Ressalta-se que essas características não são um

rol taxativo do Inquérito Policial, podendo ser

ampliadas ou reduzidas, conforme o tipo de Inquérito e

a espécie de ação, se pública ou privada etc.

No que concerne à tramitação direta de

Inquéritos Policias, em 2009, a Comissão de Juristas

responsável pela elaboração do anteprojeto da Reforma

do CPP de 1941, atendendo ao Requerimento Nº 227 de

2008, aditado pelos Requerimentos Nº (s) 751 e 794 de

2008, do Senado Federal, tendo como Relator o Doutor

Eugênio Pacelli de Oliveira, sugere a criação do juiz de

garantias. Segundo a Comissão, a investigação não

serve e tampouco se dirige ao Poder Judiciário. Nesse

contexto, o curso das investigações seria acompanhado

por um juiz de garantias, não como controle de

qualidade ou conteúdo da matéria a ser colhida, mas

como fiscalização dos prazos previstos na persecução

(BRASIL, 2009).

A referida Comissão de Juristas foi criada em

2008 para analisar o CPP de 1941 e propor reformas.

Apresentou, em 2009, um anteprojeto baseado em dois

pilares centrais: 1) - na otimização da atuação

jurisdicional criminal, inerente à especialização na

matéria e o respectivo processo operacional; 2) – manter

o distanciamento do juiz do processo, responsável pela

decisão de mérito, em relação aos elementos de

convicção produzidos e dirigidos ao órgão da acusação.
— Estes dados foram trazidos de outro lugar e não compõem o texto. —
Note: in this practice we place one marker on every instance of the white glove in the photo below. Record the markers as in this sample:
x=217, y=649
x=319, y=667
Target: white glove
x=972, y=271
Por conseguinte, o magistrado que atuasse em

investigações em fase de Inquérito Policial seria

impedido de atuar na fase da ação penal (BRASIL,

2009).

Ferrajoli (2002) aponta informações relevantes

sobre o tema. No seu entendimento, a separação entre

juiz e acusação é, sem dúvida alguma, de todos os

elementos constitutivos do modelo acusatório, o mais

importante – por ser estrutural e logicamente

pressuposto de todos os outros.

Torna-se possível aprender, tanto pelas

alterações propostas pela reforma da Comissão, quanto

pelas ideias apresentadas por Ferrajoli (2002), que

ocorreu uma tentativa de separar o órgão acusador do

órgão julgador, por parte da CRFB de 1988, não

devendo este último contaminar as investigações que

não lhe dizem respeito.

A partir do artigo 129, da CRFB de 1988, está

insculpido, nos incisos seguintes, as várias funções

institucionais do Ministério Público concernentes à

temática dos Inquéritos Policias: a) promover o

inquérito civil e a ação civil pública; b) expedir

notificações nos procedimentos administrativos de sua

competência, requisitando informações e documentos

para instruí-los, na forma da lei complementar

respectiva; c) exercer o controle externo da atividade

policial, na forma da lei complementar mencionada no

artigo anterior; d) requisitar diligências investigatórias e

a instauração de Inquérito Policial, indicados os

fundamentos jurídicos de suas manifestações

processuais (BRASIL, 1988).

Segundo Souza (2015), a CRFB de 1988 fez

clara opção pelo sistema acusatório ao inserir diversos

de seus preceitos dentro dos direitos e garantias

individuais. Ao promover o sistema acusatório na

categoria de garantias fundamentais, obrigou os

operadores do direito a sua rigorosa observância.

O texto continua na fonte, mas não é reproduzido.